Enfin moi si. J'avais appris une chose. Je n'intéresse pas celui qui me plaît, encore une fois. Et j'en étais d'autant plus confuse à cause de Brett et son regard fuyant et distant, chargé de quelque chose semblable à de la rancœur. Pourquoi ?

— Détrompez-vous, Marc m'a confirmé une chose.

Qu'il est plus réceptif à mes sourires que vous ? Parfaitement. Comme s'il avait entendu ma répartie silencieuse, mon SBB dévia son attention de la route un court instant et m'octroya pour la première fois depuis l'après midi un coup d'œil volontaire.

— Laquelle ?

— Aucun indice évident et une scène de crime beaucoup trop propre en disent long. Cet homicide n'a pas été orchestré et commis par une amateur.

— Vous voulez dire un pro comme... un mercenaire ? déduisis-je en me contractant largement sur le siège passager.
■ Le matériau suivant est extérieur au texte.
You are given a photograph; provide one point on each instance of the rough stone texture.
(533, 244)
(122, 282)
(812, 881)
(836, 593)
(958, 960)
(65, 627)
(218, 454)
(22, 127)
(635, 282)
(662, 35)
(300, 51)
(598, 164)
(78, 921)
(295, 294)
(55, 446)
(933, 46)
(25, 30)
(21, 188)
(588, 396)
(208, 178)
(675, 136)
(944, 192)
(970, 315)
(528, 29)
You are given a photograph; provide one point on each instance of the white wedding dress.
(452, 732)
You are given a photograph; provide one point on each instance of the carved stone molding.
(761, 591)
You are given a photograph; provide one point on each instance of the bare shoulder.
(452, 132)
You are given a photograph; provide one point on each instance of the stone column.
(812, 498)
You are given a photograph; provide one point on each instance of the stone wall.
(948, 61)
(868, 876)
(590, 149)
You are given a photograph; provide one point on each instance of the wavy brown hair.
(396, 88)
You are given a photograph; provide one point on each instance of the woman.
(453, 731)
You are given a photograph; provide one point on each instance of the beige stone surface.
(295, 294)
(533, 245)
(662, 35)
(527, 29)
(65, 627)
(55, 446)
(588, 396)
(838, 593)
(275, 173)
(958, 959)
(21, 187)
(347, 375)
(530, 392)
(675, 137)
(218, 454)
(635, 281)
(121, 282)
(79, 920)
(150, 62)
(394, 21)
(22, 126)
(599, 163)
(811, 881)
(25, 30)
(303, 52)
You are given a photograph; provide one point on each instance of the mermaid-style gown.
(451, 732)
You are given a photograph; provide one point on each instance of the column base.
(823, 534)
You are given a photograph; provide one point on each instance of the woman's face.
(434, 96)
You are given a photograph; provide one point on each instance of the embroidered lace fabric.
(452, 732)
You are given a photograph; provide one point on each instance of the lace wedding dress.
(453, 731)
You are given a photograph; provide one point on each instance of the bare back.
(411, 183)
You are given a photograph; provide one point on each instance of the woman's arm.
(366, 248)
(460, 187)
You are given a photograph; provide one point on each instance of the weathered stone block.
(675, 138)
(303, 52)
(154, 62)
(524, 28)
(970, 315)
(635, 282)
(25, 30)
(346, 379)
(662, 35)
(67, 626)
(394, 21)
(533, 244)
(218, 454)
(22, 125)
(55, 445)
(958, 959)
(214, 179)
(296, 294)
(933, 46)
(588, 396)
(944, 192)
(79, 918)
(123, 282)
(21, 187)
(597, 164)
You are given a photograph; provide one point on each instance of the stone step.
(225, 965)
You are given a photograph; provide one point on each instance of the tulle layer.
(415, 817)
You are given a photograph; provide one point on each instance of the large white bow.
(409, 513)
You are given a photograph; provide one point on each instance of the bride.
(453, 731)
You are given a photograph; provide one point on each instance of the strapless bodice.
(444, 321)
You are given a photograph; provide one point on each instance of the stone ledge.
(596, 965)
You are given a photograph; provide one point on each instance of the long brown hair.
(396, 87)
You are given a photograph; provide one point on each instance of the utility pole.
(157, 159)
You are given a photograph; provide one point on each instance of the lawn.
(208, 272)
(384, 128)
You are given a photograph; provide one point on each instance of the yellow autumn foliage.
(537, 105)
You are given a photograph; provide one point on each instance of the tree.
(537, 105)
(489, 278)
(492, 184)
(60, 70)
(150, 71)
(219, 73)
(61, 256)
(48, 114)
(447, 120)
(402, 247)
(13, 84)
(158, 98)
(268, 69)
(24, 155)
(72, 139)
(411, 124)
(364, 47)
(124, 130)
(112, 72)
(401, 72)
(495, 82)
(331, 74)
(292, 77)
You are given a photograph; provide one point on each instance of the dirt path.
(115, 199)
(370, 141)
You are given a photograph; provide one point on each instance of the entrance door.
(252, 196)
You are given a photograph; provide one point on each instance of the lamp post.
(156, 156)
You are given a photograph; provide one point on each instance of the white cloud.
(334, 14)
— Et assez bien renseigné pour avoir su que Marvin Dudson comptait révéler quelque chose à Al. Assez rapide pour l'avoir devancé, exécuté le bavard et ce dans un temps record.

— Rien ne nous confirme que les incriminés n'ont pas agit par anticipation suite à l'interview de Marvin, objectai-je. Le laps de temps aurait été de cinq jours et...

— Meme si le ou les tueurs ont deviné la propension de Marvin à lâcher des infos compromettantes avant son sms à Alec, m'interrompit-il, Vous croyez réellement qu'un meurtre sans laisser de trace se planifie et se concrétise en 120 heures sans un minimum de préparation ou d'expérience ? Vous regardez trop de séries policières, Angelina.

Bien qu'un peu piquée par sa remarque, je du reconnaître qu'il était dans le vrai et mon élan de vexation fondît en prenant conscience des répercutions. Combien de personnes, d'organismes et de moyens étaient employés à des fins criminelles par les dirigeants de la multinationale ?

Si j'en croyais les interminables investigations d'Alec, passées comme actuelles, leurs limites semblaient inexistantes. Média, police, gouvernement. Ils étaient en mesure de faire taire les gêneurs sans retombées, le cadre légal ne s'appliquait pas aux Hart. Jusqu'où s'étend réellement la merde dans laquelle nous sommes en train de tremper les pieds...? Mon boss super sexy et indifférent me tira de mes réflexions.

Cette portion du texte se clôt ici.